Why Being Careful About What You Post on Social Media Is Necessary

We tend to live our lives on social media these days. We post an update about our personal lives on Facebook and share our latest photos on Instagram. What we often forget is that our business customers or our employer can look up our personal accounts and when privacy settings are not enabled, can see everything we’re putting out into the world. Depending on what we’re saying or showing, that’s not always a good thing!
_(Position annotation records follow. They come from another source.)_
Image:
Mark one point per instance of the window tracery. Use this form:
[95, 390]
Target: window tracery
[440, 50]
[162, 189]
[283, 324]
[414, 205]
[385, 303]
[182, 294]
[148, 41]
Let’s look at why being careful about how we use social media matters now.

#mydepressionlookslike

There’s a growing trend on the Twitter mydepressionlookslike hashtag for Twitter account holders to share what their personal depression looks like to them. The idea is starting to gain some traction as tweeters visualize their sad thoughts and try to put them into words outside of a therapist’s office.

While letting your inner feelings out may feel cathartic in the moment, it can have broader implications. When using a personally-identifiable Twitter account and a public one, friends, work colleagues, business partners and suppliers can all see what you’re posting. Some may not be too pleased to learn that either that you’re depressed or that it’s severe enough that you talk publicly about it. A few may even call to suggest treatment to salve what bothers you, which could lead to some awkward conversations.

Facebook: When Is a Friend Not a Friend?

It’s easy to forget when we add the 1,000th person as a friend on our Facebook account that only a small handful of the people we’ve added are probably actual friends in the true, pre-Facebook meaning of the word. Friendship is a closeness to someone that isn’t shared by many people together, but it’s easy to forget that when posting an overly personal comment to your Facebook account or just ignoring how many people can see it.

Depending on your security settings, sometimes it’s only those that you’ve marked as close friends who can see what you post, but in many cases, people haven’t adjusted those settings to restrict what others can see. While it’s true that we don’t tend to see everything that people post – Facebook tends to restrict what hits our news feed – it can still lead to some embarrassing situations where someone we didn’t want to know something, now does.

Business Reputation: Hard to Earn, Easy to Lose

For people in a leadership role at an SME, establishing a solid reputation that they can leverage for marketing purposes is a useful cost-saving move. Pushing ads at previous visitors to the website who didn’t follow-up (but have a Facebook account) or private messaging a contact on LinkedIn to talk about a co-venture can change what they think of you. It’s important to protect these relationships and not accidentally sabotage them. Staff should also be reminded to think before posting, if only because future employers will likely check their Facebook before hiring them.

The best practice when using social media is to think before hitting “publish.” While you can delete an offensive tweet, people are often quick to take a screenshot before you can remove it for good. In some cases, things cannot ever be removed from the internet 100 percent. Take time to use social channels sensibly to avoid personal or professional problems later.